電線の最小太さは、2.6㎜以上でコンセントの定格電流は、20A~30Aとなっています。
電線の太さが2.0mmなので不適切です。
二ですがB20Aの分岐回路です。
電線の最小太さは、1.6㎜以上でコンセントの定格電流は、20A以下となっています。
コンセントは、30Aとなっているので不適切です。
【答え・ロ】
問題5
- アウトレットボックス(金属製)の使用方法として,不適切なものは。
- イ.金属管工事で電線の引き入れを容易にするのに用いる。
- ロ.金属管工事で電線相互を接続する部分に用いる。
- ハ.配線用遮断器を集合して設置するのに用いる。
- ニ.照明器具などを取り付ける部分で電線を引き出す場合に用いる。
【解説】
知識問題です。
誤っているのはハです。
ハの説明は分電盤や配電盤のことと思います。
あとのイ、ロ。二は正しい記述です。
【答え・ハ】
問題6
- 多数の金属管が集合する場所等で,通線を容易にするために用いられるものは。
- イ.分電盤
- ロ.プルボックス
- ハ.フィクスチュアスタッド
- ニ.スイッチボックス
【解説】
イは誤りです。
分電盤は分岐開閉器を収めるもので、配線用遮断器や漏電遮断器を収納するための盤です。
ロが正しいです。
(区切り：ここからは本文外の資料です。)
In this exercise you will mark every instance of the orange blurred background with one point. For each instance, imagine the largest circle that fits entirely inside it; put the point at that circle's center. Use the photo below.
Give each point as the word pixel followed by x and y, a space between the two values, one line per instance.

その通りです。
ハは誤りです。
フィクスチュアスタッドとはアウトレットボックス底面部に取り付けて、フィクスチュアヒッキーを固定する物です。
二は誤りです。
スイッチボックスはそのままスイッチを収める箱のことです。
【答え・ロ】
問題7
- 低圧屋内配線として使用する600Vビニル絶縁電線(IV)の絶縁物の最高許容温度[℃]は。
- イ.45
- ロ.60
- ハ.75
- ニ.90
【解説】
知識問題です。
600V2種ビニル絶縁電線(HIVや600Vポリエチレン絶縁耐燃性ポリエチレンシースケーブル平形(EM-EEF。エコマテリアル。)は75℃です。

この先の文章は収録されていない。